My client had 10+ years of blog posts that their previous volunteer imported. The imports pretty much look fine, but many of those blog posts referenced other blog posts, with a mixture of URL formats, including the archive format from WP like domain.com/2012/02/04/pageslughere. Those are now mostly at domain.com/pageslughere. Except that sometimes pageslughere is not quite the same due to getting truncated differently (Wix likes 96 characters?), or having an apostrophe in the title that was handled differently, or... well, you get the idea. It's a bit of a mess, and there are 700+ blog post pages. So we needed some automation to find them, and then we'll need more to fix them.

How to find them:

1) You need Node & pm installed. I'm running everything on my local machine which I use for development anyway, so I didn't need to do anything extra here.

2) You need this broken link checker. I installed it in an empty directory with

npm install broken-link-checker

3) Make a new javascript file in that directory. Here's mine:

var { SiteChecker } = require("broken-link-checker");

const siteChecker = new SiteChecker(
    { 
        excludeInternalLinks: false,
        excludeExternalLinks: false, 
        filterLevel: 3,
        acceptedSchemes: ["http", "https"],
        // Add any sites that are giving false positives false positives. 
        excludedKeywords: ["linkedin"]
    },
    {
        "error": (error) => {
            console.error(error);
        },
        "html": (tree, robots, response, pageURL, customData) => {
            // Remove this line below if you don't want pages logged as they're scanned
            console.log('Scanning page:', pageURL)
            // This mess below is specific to the structure of the Wix page I was working with. I /think/ it's generalizable.
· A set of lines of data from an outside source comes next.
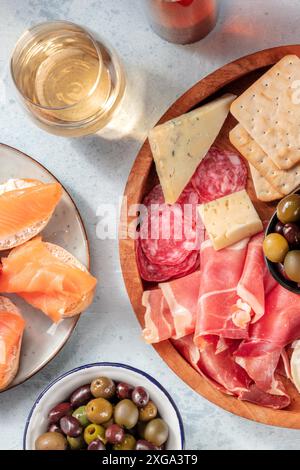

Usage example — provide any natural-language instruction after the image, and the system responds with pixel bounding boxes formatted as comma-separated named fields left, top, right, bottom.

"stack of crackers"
left=229, top=55, right=300, bottom=202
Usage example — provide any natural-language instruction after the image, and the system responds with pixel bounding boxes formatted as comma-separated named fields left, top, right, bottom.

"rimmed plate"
left=120, top=45, right=300, bottom=429
left=0, top=143, right=90, bottom=391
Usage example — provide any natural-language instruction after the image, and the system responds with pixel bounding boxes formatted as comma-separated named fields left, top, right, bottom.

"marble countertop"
left=1, top=0, right=300, bottom=450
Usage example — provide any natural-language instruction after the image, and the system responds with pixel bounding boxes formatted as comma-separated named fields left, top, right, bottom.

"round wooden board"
left=120, top=45, right=300, bottom=429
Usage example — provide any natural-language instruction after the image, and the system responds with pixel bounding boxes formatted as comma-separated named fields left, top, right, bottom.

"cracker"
left=249, top=164, right=283, bottom=202
left=229, top=124, right=300, bottom=195
left=230, top=55, right=300, bottom=170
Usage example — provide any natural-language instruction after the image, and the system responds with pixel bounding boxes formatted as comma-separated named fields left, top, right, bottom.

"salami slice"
left=140, top=184, right=201, bottom=266
left=191, top=147, right=248, bottom=204
left=136, top=240, right=200, bottom=283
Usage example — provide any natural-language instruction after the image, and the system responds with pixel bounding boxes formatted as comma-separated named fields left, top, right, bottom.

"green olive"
left=277, top=194, right=300, bottom=224
left=263, top=233, right=289, bottom=263
left=35, top=432, right=67, bottom=451
left=67, top=435, right=85, bottom=450
left=90, top=377, right=116, bottom=399
left=84, top=423, right=106, bottom=446
left=284, top=250, right=300, bottom=282
left=72, top=406, right=90, bottom=427
left=139, top=401, right=158, bottom=422
left=86, top=398, right=113, bottom=424
left=144, top=418, right=169, bottom=447
left=114, top=399, right=139, bottom=429
left=113, top=434, right=136, bottom=450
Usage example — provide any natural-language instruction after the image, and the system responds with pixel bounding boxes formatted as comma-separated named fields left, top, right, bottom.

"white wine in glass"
left=11, top=21, right=126, bottom=136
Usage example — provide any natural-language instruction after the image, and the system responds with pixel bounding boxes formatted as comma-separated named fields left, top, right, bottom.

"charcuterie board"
left=120, top=46, right=300, bottom=429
I hope so, because it's an hour of my life I'm not getting back.
            try{ let myNode = tree.childNodes[1].childNodes[2].childNodes[17].childNodes[0].childNodes[2].childNodes[0].childNodes[1].childNodes[0].childNodes[0].childNodes[0].childNodes[1].childNodes[0].childNodes[0].childNodes[0].childNodes[0].childNodes[1].childNodes[0].childNodes[0].childNodes[0].childNodes[0].childNodes[0].childNodes[0].childNodes[3].childNodes[1]
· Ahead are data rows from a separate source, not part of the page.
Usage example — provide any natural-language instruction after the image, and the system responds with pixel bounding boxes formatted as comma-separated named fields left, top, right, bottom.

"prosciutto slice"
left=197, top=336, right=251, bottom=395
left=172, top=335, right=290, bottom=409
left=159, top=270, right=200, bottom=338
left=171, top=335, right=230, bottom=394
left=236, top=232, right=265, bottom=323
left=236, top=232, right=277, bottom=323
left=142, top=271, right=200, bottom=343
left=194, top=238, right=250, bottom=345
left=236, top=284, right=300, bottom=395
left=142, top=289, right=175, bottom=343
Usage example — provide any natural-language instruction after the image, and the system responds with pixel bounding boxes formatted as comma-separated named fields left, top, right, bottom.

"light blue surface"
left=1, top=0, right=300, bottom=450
            if (myNode.attrs[1].value == 'not-found-page'){
                // What specifically to log if you get a "wix friendly error"
                console.log("WIX_PAGE_NOT_FOUND => ", pageURL)}
            }
            catch {
                //console.log('not a blog page')
            }
        },
        "link": (result, customData) => {
            if(result.broken) {
                if(result.http.response && ![undefined, 200].includes(result.http.response.statusCode)) {
          // What to log if you get a non-200 status code (mostly 404s)
                    console.log(`${result.http.response.statusCode} => ${result.url.original}`);
                }
            }
        },
        "end": () => {
            // I find that sometimes I don't get this final log and the code just stops.  Not sure why at this point.
            console.log("COMPLETED!");
        }
    }
);
// be sure to update code below for your actual domain.
siteChecker.enqueue("https://domain.to.scan/");

4) And then I run it like this:

node thatjsfileabove.js > outputfile.txt

That writes turns those console.logs into an outputfile.
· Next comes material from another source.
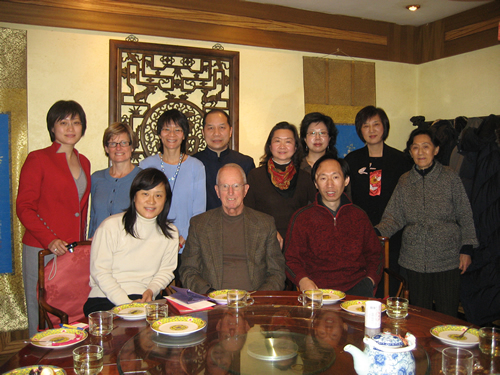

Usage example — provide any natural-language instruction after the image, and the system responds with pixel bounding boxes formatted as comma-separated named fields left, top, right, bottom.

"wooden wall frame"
left=109, top=40, right=240, bottom=163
Here's documentation for the broken-link-checker:

GitHub - stevenvachon/broken-link-checker: Find broken links, missing images, etc within your HTML.
Find broken links, missing images, etc within your HTML. - GitHub - stevenvachon/broken-link-checker: Find broken links, missing images, etc within your HTML.

I'm also deeply grateful to the author of the page below, which provided the code and options for a 'typical' scanning case, that got me closer to my special Wix case:

Scan for Broken Links on a Website with JavaScript
Learn how to check for broken or unreachable links on a website using simple JavaScript.

If you try it, please let me know if it works for you! I only have one big Wix site to test on, so I'm not sure how generalizable my solution is.